Савинов стоял на берегу озера. Никого вокруг. Тишина. Покой. Покачав в руке фотоаппарат, размахнулся, бросил его в воду. Жаль, новенький был «Зенит», только что из магазина. Но лучше перестраховаться…
Он не чувствовал угрызений совести. Шебуев был казнокрадом, пьяницей, мотом. Просто скотиной. Кузин его покрывал, потому что тот умело подбирал юных комсомолок, обрабатывал, готовил к работе с наставниками. В бане, например. А главное, чем был плох и даже опасен Шебуев, он легко мог оболгать вдруг появившегося соперника на партийной ниве. Оболгать перед своим шефом, Кузиным. Такое уже случалось. После их беседы в коридоре Савинов не раз ловил на себе косые взгляды Шебуева, ждал, что вот-вот, да выстрелит это ружье. Висит оно себе тихонечко на стенке, но до поры до времени. Сам не заметит, как вначале Кузин будет на него поглядывать с сомнением, потом холодно. А затем и вообще никак. Значит, можно уходить. Но не вышло у Шебуева, ослабла хватка. Он, Дмитрий Павлович Савинов, опередил своего противника. Обошел. Партия была сыграна. С этим оставалось только согласиться и забыть о происшедшем — раз и навсегда.
2
В восемьдесят шестом, сидя перед телевизором и слушая политические дебаты, которым на годы предстояло оттеснить все театральные и кинопремьеры на задний план, Савинов видел другой год.

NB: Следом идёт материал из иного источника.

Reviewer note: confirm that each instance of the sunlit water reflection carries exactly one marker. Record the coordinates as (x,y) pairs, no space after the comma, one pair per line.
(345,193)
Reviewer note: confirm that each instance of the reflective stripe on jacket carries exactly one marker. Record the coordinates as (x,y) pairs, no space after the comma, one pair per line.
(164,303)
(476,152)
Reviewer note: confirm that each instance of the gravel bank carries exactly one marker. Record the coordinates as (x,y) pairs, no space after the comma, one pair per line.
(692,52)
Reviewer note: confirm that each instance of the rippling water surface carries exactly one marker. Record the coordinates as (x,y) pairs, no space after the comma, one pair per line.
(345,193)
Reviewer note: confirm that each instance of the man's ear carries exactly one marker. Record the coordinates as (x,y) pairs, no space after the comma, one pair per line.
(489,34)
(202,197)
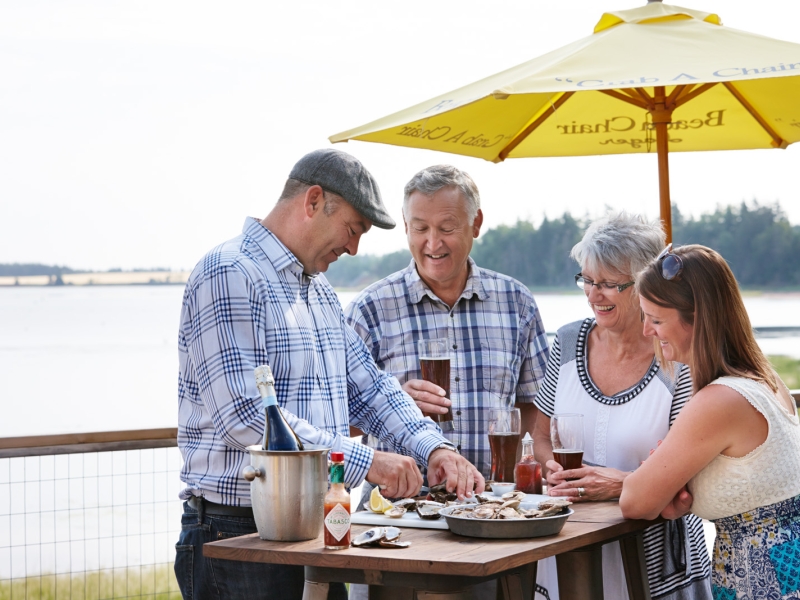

Все самое страшное было впереди. Чудовищное вероломство политиканов и господина Президента вместе с ними — «святого», как на рубеже тысячелетий, превратившись в развалину, он сам назовет себя в Иерусалиме! Руководители страны напоминали Савинову душителей тараканов, этих бесстрастных существ в скафандрах, которые приходят в дом и пускают газ. А людишки будут для них, политиков, теми тараканами, ох, будут!
Савинов все еще раздваивался. Иногда в нем говорил совсем не комсомольский лидер, а бывший диссидент — из пассивных, каких были миллионы. Кто, не сумев или не пожелав понять закон джунглей, остался выброшенным, съеденным, растоптанным системой, так цинично объявленной демократической.
Нет, он не встанет среди тех, кто оцепит Белый дом, защищая будущего Президента. Зачем? Он просто будет улыбаться про себя: дело-то пустяковое. Еще два года, и этот дом, однажды — цитадель свободы, окажется расстрелянным теми же самыми танками, но уже принадлежащими Президенту.
Разве что трупов будет в сотни раз больше!
Дмитрий Павлович уверял себя: не в его праве что-то менять. И не в его желании. Пусть все идет, как идет. Во всем этом есть даже особая пикантность. Лежи на облаке и смотри, как внизу, терзая друг друга, с завязанными глазами мечутся люди. Молчи и смотри. Все, что от тебя требуется!..
Нет, он не был циничным. Просто Россия — слишком большая страна, чтобы в ней услышали твой голос. Россия — страна азиатская, и стоит открыть рот, как полоснут тебя по горлу ножом или размозжат свинцом башку. И в канаву. А таких канав на Руси много.
И Москва-река, и Нева, и Волга.
В 1986 году, лежа на кровати и уставившись в телевизор, Дмитрий Павлович Савинов не сомневался в своих выводах. История тех двадцати лет, которые ему предстояло пережить и двинуться дальше, подтверждала это. Чего только не должно было случиться за эти «демократические» годы! В их мутный и жестокий поток ныряли бессовестные голодранцы и выныривали миллиардерами; в этом потоке тонули миллионы беспомощных людей, и никто назавтра не мог уже вспомнить их имен.